Un esordio originale che parla del nostro contemporaneo. In anteprima all'International Film Festival Rotterdam.
di Tommaso Tocci
Nell'idillio provinciale di Arberloch, in Scozia, Kenneth ha da poco perso la moglie e, seppur vicino alla figlia, cerca di occupare il suo tempo dedicandosi alla passione per Sir Douglas Weatherford, medico e filosofo settecentesco che è stato il personaggio di maggior spicco nella storia della piccola cittadina. In qualità di esperto dell'illustre concittadino, Kenneth lavora come guida turistica per i pochi visitatori interessati. Le cose cambiano però quando Arberloch ospita le riprese di una serie televisiva di enorme successo.

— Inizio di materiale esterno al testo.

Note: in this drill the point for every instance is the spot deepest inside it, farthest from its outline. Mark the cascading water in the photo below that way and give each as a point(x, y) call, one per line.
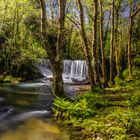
point(73, 70)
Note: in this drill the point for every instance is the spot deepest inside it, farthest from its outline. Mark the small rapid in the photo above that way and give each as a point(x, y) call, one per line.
point(74, 71)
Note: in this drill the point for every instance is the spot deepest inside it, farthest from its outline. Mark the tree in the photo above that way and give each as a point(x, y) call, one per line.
point(102, 43)
point(112, 43)
point(132, 15)
point(55, 52)
point(85, 46)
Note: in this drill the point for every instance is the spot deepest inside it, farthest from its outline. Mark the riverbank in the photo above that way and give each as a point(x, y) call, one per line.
point(112, 113)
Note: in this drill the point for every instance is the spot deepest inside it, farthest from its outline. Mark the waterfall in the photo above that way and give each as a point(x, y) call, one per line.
point(73, 70)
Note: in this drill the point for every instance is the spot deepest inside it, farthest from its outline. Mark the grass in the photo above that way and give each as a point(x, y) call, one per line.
point(114, 113)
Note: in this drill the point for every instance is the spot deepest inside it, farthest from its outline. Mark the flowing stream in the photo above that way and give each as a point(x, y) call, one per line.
point(25, 113)
point(26, 108)
point(74, 71)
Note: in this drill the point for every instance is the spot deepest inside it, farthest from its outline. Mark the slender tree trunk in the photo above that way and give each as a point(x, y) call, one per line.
point(130, 43)
point(58, 68)
point(85, 45)
point(117, 46)
point(112, 44)
point(95, 61)
point(56, 59)
point(106, 31)
point(101, 44)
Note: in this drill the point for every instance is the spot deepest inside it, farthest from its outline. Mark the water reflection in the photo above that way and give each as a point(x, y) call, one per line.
point(36, 129)
point(23, 109)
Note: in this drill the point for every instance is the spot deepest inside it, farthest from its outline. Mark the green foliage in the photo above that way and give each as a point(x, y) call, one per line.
point(98, 117)
point(118, 81)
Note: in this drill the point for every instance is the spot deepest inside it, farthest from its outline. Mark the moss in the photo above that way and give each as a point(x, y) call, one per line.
point(103, 116)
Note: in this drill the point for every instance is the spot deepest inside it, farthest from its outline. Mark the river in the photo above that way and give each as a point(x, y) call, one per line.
point(26, 112)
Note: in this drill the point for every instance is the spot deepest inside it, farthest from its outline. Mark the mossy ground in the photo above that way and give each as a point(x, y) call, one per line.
point(112, 113)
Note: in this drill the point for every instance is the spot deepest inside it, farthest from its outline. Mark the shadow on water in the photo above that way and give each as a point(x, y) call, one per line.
point(25, 112)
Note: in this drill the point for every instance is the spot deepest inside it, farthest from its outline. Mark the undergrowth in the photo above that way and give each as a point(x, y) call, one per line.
point(100, 117)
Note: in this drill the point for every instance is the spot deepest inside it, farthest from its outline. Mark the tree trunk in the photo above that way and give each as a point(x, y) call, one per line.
point(57, 58)
point(130, 43)
point(58, 68)
point(95, 61)
point(101, 44)
point(117, 45)
point(85, 45)
point(112, 44)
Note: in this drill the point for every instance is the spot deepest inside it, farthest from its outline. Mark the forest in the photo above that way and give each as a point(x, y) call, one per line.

Ottimo ruolo nella tarda carriera d'attore di Peter Mullan, che si mette al servizio di un collega e compatriota che invece è agli esordi: con il suo primo lungometraggio Seán Dunn azzarda un'idea originale che indaga la specificità locale della provincia scozzese e al tempo stesso la affianca a una satira benigna delle grandi produzioni televisive in costume, Il trono di spade su tutte.
Nel film ci sono delle riflessioni sociali e di costume che parlano del nostro contemporaneo, in particolare nella giustapposizione tra il peso della storia (autentica ma dall'appeal evanescente) e le ubriacature della cultura popolare. Un tema non solo scozzese ma globale.